Jumat, 30 Maret 2012

“Yah beginilah kerja nenek, nak. Hanya jual.sulak. Membuat orang memandang rendah.” Nenek itu berkata lirih sambil menata beberapa sulak yang ada di tasnya.

“Jualan dimana nek?” ibu berbadan besar di depan nenek bertanya dengan sedih.

“Di pasar raya. Nenek selalu keliling-keliling pasar. Siapa tau ada yang tertarik membeli sulak. Lumayan dapat sedikit-sedikit buat makan.”

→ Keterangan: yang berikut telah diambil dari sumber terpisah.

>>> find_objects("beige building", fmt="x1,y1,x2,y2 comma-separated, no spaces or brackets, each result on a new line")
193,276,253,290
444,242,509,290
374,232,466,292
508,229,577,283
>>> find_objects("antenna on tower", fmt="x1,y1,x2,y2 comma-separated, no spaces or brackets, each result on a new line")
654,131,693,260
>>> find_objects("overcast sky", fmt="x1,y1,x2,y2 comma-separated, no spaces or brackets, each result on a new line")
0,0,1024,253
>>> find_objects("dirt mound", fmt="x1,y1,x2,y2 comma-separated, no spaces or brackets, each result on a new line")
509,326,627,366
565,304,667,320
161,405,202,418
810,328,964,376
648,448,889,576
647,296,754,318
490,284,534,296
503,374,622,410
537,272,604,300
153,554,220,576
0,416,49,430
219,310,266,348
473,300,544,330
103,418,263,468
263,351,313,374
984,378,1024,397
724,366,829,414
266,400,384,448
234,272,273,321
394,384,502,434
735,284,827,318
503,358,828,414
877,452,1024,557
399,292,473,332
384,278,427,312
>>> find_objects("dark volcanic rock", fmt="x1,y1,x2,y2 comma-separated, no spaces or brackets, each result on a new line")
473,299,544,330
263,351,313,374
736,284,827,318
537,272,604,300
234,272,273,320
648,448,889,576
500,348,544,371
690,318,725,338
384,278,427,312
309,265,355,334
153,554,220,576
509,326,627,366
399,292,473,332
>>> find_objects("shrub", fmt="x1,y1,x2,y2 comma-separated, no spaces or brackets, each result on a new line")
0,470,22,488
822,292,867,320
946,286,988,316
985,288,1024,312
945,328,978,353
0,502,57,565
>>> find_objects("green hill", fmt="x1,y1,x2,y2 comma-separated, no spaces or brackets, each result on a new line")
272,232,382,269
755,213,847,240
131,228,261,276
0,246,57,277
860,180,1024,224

Ibu yang bertanya hanya mengangguk dan menundukkan kepala di moment berikutnya. Nenek itu masih terlihat sibuk menata sulaknya, mengelus dan menghitung jumlah sulak yang tidak seberapa. Dan terdengar ada isakan tangis yang tertahan oleh ibu yang bertanya. Dia tampak mengelap air matanya dengan kerudung yang dipakainya.

“Pak, turun depan ya.” Nenek itu berteriak kepada supir angkot. “Mari mbak, nenek duluan ya.” Ibu itu hanya mengangguk dan berusaha menahan isak tangisnya.

“Kalau nenek itu juragan sulak mungkin uangnya banyak, tapi dia hanya jual beberapa sulak. Apa uangnya cukup buat makan? Membawa tubuhnya yang rapuh saja sudah membahayakan.” Kata ibu yang bertanya tiba-tiba setelah nenek tadi turun dari angkot. Entah ditujukan kepada siapa.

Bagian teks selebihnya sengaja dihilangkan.